The lookout is a young male assigned to that duty and there he will stay, until the bull of the herd sends up another male to relieve him.

Keep your eye on that baboon; we'll be back to him. Today, in the United States, it is popular among self-styled "intellectuals" to sneer at patriotism. They seem to think that it is axiomatic that any civilized man is a pacifist, and they treat the military profession with contempt. "Warmongers" - " Imperialists" - "Hired killers in uniform" - you have all heard such sneers and you will hear them again. One of their favorite quotations is: "Patriotism is the last refuge of a scoundrel."

What they never mention is that the man who made that sneering wisecrack was a fat, gluttonous slob who was pursued all his life by a pathological fear of death.

I propose to prove that that baboon on watch is morally superior to that fat poltroon who made that wisecrack.

Patriotism is the most practical of all human characteristics.

But in the present decadent atmosphere patriots are often too shy to talk about it - as if it were something shameful or an irrational weakness.

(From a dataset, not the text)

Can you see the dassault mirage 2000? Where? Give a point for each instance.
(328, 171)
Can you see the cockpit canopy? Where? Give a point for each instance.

But patriotism is not sentimental nonsense. Nor something dreamed up by demagogues. Patriotism is as necessary a part of man's evolutionary equipment as are his eyes, as useful to the race as eyes are to the individual.

A man who is not patriotic is an evolutionary dead end. This is not sentiment but the hardest sort of logic.

To prove that patriotism is a necessity we must go back to fundamentals. Take any breed of animal - for example, tyrannosaurus rex. What is the most basic thing about him? The answer is that tyrannosaurus rex is dead, gone, extinct.

Now take homo sapiens. The first fact about him is that he is not extinct, he is alive.

Which brings us to the second fundamental question: Will homo sapiens stay alive? Will he survive?

We can answer part of that at once: Individually h. sapiens will not survive. It is unlikely that anyone here tonight will be alive eighty years from now; it approaches mathematical certainty that we will all be dead a hundred years from now as even the youngest plebe here would be 118 years old then - if still alive.

Some men do live that long but the percentage is so microscopic as not to matter. Recent advances in biology suggest that human life may be extended to a century and a quarter, even a century and a half - but this will create more problems than it solves. When a man reaches my age or thereabouts, the last great service he can perform is to die and get out of the way of younger people.